To DuPree, designing clearly is a fundamental way of thinking; a different way of thinking—what we might call "Design Thinking"—than either that of stylists or salespeople or manufacturers. Stylists think about making things pretty, while salespeople and manufacturers think about making things profitable.
While defining his top management role centrally as protecting and exalting the designers, Hugh DuPree was not completely unconflicted about his life with designers: "Like it or not, designers are important; indeed, vitally essential for the success of a business enterprise." "Like it or not"—an interesting turn of phrase that was perhaps a product of one too many conflicts with his indispensable but dictatorial designers!

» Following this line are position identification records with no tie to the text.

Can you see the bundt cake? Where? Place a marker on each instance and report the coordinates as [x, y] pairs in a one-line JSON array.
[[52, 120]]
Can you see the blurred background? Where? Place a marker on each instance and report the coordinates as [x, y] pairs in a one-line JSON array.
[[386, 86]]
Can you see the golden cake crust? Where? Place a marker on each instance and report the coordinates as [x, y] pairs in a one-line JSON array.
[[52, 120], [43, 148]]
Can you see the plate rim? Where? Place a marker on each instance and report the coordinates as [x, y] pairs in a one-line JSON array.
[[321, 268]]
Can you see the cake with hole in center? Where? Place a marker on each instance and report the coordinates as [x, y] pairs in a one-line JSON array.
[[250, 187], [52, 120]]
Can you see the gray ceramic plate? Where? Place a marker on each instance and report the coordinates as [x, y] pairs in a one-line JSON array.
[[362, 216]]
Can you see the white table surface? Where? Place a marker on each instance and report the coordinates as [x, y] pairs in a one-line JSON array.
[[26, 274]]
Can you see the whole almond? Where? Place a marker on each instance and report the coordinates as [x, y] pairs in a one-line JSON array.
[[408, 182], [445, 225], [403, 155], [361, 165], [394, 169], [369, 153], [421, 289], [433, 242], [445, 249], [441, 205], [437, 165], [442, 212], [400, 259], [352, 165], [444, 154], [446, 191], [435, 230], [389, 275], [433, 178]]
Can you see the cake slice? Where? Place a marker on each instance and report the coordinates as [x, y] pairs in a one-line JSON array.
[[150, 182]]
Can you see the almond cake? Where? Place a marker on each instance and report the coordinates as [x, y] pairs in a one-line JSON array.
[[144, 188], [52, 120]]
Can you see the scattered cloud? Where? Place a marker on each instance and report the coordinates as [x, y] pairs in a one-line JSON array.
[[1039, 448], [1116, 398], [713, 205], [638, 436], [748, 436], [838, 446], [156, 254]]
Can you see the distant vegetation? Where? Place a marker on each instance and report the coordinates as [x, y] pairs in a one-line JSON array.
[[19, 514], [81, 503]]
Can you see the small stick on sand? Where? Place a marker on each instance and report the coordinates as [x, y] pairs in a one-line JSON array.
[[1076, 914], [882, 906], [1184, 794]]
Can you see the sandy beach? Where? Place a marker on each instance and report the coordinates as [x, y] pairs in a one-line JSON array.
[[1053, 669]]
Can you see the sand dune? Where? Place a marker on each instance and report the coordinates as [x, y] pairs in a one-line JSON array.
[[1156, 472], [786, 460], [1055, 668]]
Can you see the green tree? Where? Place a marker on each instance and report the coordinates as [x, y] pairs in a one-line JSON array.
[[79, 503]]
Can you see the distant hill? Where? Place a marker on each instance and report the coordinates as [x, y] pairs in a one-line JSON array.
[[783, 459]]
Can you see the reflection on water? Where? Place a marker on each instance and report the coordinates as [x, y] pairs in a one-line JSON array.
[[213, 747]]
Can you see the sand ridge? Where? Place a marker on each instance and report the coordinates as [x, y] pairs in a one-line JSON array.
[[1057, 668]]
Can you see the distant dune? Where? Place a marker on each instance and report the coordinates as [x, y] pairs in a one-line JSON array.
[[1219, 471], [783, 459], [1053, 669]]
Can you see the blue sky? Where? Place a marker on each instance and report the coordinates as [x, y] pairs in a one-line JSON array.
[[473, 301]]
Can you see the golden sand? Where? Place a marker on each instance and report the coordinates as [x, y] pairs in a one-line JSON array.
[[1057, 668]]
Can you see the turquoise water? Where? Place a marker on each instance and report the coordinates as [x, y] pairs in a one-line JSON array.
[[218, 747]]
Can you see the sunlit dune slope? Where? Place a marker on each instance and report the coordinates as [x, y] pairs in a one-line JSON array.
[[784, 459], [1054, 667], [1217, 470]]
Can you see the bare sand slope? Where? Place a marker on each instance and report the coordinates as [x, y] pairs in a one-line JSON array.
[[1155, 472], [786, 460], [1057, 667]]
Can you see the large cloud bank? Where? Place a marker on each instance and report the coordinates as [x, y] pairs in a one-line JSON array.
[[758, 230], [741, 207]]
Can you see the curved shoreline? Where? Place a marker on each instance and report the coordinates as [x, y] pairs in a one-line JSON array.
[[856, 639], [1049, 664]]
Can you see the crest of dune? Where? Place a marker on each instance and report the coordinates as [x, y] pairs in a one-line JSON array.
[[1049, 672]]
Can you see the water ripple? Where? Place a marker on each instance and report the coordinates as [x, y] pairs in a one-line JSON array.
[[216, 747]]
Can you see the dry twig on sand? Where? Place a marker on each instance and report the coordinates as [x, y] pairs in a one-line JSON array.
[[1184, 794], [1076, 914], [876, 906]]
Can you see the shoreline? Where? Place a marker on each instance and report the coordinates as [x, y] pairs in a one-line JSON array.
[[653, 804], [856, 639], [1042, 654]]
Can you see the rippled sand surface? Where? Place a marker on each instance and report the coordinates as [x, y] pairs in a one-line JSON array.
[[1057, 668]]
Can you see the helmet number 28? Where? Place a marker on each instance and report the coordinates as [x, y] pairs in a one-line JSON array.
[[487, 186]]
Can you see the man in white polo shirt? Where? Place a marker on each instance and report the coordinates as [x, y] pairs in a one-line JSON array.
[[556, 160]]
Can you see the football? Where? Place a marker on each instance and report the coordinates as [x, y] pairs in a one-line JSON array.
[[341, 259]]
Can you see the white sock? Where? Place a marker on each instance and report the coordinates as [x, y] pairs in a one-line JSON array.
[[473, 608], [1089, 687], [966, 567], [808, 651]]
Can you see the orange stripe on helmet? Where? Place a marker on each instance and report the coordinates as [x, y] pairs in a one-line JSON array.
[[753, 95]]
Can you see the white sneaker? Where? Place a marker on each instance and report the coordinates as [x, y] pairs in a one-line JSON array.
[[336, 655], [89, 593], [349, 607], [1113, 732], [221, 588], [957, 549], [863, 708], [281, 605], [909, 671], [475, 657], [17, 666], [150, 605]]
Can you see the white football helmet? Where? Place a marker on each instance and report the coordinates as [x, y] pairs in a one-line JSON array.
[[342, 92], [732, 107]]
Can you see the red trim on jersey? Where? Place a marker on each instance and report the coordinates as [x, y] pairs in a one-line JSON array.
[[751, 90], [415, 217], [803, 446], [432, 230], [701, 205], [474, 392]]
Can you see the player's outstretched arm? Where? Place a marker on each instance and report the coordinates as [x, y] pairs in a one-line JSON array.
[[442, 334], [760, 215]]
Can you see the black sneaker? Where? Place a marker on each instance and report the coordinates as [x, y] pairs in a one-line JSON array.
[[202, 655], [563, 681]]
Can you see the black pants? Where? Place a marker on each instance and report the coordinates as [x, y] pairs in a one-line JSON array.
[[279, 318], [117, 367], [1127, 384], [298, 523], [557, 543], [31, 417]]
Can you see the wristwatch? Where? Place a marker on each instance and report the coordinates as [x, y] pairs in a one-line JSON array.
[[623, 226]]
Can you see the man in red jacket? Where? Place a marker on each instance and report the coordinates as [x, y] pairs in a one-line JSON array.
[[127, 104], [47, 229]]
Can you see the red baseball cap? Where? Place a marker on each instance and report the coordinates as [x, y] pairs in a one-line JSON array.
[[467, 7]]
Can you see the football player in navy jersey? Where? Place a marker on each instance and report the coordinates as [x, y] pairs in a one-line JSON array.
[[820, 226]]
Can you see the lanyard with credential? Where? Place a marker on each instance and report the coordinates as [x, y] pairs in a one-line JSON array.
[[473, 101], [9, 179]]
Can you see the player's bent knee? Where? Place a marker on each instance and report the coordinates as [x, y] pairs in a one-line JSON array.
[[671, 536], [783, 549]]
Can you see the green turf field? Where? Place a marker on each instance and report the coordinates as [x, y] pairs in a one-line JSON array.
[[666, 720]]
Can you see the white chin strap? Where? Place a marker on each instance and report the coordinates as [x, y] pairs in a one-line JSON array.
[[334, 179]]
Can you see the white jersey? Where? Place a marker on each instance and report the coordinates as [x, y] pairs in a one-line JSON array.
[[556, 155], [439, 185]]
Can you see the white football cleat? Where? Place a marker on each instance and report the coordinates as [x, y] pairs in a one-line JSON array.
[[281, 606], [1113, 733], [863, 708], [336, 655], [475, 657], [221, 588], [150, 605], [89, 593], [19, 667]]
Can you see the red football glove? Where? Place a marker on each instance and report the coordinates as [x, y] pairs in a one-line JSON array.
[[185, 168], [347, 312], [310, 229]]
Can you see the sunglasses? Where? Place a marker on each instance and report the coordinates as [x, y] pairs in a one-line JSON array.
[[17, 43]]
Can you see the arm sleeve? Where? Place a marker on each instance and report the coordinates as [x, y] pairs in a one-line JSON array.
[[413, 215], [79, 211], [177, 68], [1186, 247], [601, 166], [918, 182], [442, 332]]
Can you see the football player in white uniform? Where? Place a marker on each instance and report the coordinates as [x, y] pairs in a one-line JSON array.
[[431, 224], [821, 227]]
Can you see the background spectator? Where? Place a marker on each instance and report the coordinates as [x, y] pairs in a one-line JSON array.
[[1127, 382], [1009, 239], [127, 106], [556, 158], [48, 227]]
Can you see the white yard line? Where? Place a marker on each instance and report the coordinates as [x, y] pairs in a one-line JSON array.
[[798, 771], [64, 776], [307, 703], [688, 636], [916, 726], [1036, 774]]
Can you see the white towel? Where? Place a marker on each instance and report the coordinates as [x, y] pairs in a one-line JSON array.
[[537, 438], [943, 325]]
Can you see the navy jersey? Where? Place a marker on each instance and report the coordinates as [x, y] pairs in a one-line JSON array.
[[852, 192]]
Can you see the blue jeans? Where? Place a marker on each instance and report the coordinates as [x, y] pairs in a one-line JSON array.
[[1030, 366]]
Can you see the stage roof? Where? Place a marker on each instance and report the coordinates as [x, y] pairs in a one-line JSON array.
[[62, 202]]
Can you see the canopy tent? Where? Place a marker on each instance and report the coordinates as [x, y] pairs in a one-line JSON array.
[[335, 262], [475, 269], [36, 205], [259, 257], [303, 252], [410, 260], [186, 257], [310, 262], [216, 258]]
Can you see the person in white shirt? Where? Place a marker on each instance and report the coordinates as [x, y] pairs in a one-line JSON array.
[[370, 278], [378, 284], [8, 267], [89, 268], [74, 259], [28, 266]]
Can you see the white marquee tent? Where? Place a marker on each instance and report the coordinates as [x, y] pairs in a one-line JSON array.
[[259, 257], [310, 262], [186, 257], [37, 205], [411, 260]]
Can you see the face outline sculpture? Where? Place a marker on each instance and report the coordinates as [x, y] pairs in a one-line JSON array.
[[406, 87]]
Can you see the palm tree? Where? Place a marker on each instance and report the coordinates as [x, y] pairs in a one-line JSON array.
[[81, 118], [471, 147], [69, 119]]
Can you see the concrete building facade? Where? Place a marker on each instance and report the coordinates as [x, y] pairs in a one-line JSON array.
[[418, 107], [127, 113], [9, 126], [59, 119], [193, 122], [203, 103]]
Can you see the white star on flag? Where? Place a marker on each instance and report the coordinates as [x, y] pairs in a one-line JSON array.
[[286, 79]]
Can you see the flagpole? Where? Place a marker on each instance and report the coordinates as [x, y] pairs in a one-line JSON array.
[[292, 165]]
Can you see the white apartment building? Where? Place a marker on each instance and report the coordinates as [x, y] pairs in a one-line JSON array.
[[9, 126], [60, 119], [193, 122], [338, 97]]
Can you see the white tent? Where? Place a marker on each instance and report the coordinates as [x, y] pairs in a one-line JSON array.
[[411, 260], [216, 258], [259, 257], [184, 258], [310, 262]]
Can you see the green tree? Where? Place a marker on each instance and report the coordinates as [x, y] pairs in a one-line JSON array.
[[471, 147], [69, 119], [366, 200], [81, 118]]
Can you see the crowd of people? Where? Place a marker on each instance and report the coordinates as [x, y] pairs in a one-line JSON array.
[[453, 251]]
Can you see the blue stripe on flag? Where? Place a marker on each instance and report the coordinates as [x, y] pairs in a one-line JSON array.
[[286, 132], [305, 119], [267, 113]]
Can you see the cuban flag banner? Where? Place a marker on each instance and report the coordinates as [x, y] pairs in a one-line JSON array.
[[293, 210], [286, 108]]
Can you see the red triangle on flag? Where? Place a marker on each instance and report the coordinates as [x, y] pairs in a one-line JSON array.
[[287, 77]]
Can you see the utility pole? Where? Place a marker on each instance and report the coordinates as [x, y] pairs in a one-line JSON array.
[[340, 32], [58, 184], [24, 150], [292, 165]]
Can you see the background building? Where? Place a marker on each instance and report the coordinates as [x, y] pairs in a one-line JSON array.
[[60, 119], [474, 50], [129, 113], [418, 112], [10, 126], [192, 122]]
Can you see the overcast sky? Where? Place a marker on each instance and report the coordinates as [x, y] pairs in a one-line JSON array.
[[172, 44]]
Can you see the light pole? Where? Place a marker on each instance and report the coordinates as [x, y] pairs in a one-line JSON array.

But did his model, which had great designers protected by inspired senior executives from philistine line managers, take hold across the U.S. economy and have the effect he sought? By his own assessment: Definitively not. "American industrial programs of planned obsolescence have set up an industrial complex geared to producing waste, and a society trained to accept it." Already by 1965, DuPree witnessed the scourge of drab, uninspiring products dominating the industrial landscape that was a mere minor foreshadowing of the world to come.
TIME TO INTEGRATE.
The DuPree design model worked for Herman Miller, thanks to the commitment of the DuPree family. However, to the extent that DuPree's assessment is correct, the model didn't take hold and produce the desired outcome across the economy. So we must consider the possibility that if Design Thinking is critical, maybe restricting it to designers and protecting them from business people is not actually the most productive avenue to pursue. Perhaps eliminating the need for protection by turning business people into Design Thinkers would be more effective.
While for its time, the DuPree family design model was highly advanced and visionary, it is time for a third-generation management model. Rather than supplementing modern analytical management with design sensibilities, it is time to integrate design into management practice. The job of executives isn't to protect designers from line management, but to help line management become Design Thinkers. It is time for the management discipline of Design Thinking.
To create a Design Thinking organization, a company must create a corporate environment in which it is the job of all managers to understand customer needs at a deep and sophisticated level and to understand what the firm's product means to the customer at not only a functional level, but also an emotional and psychological level. It must also create a culture in which line managers are not satisfied with merely serving customers, but insist on delighting them and making them feel the company is their partner, friend, and confidante.
FOLLOW THE TRAIL.
It must create an operating environment by which line managers experiment with new ways of delighting the customer, realizing fully that some new ideas will fail, but that in failing these efforts have valuable benefits. Even failed experiments help convince customers that the company is aiming high, and the feedback will help them come up with newer, better approaches. In this operating environment, line managers will view customers as people with whom to prototype and test new ideas, as colleagues in innovation, sitting on the same side of the table.
The great firms of the 21st century will be those that recognize the goal isn't to supplement analytics with design; it is all about integrating design and management. Everybody with an ounce of sense and a checkbook can supplement. Only those with passion and courage can and will integrate. And those who integrate should whisper a "thank you" to the DuPrees who blazed a path that made the notion of integration a true possibility.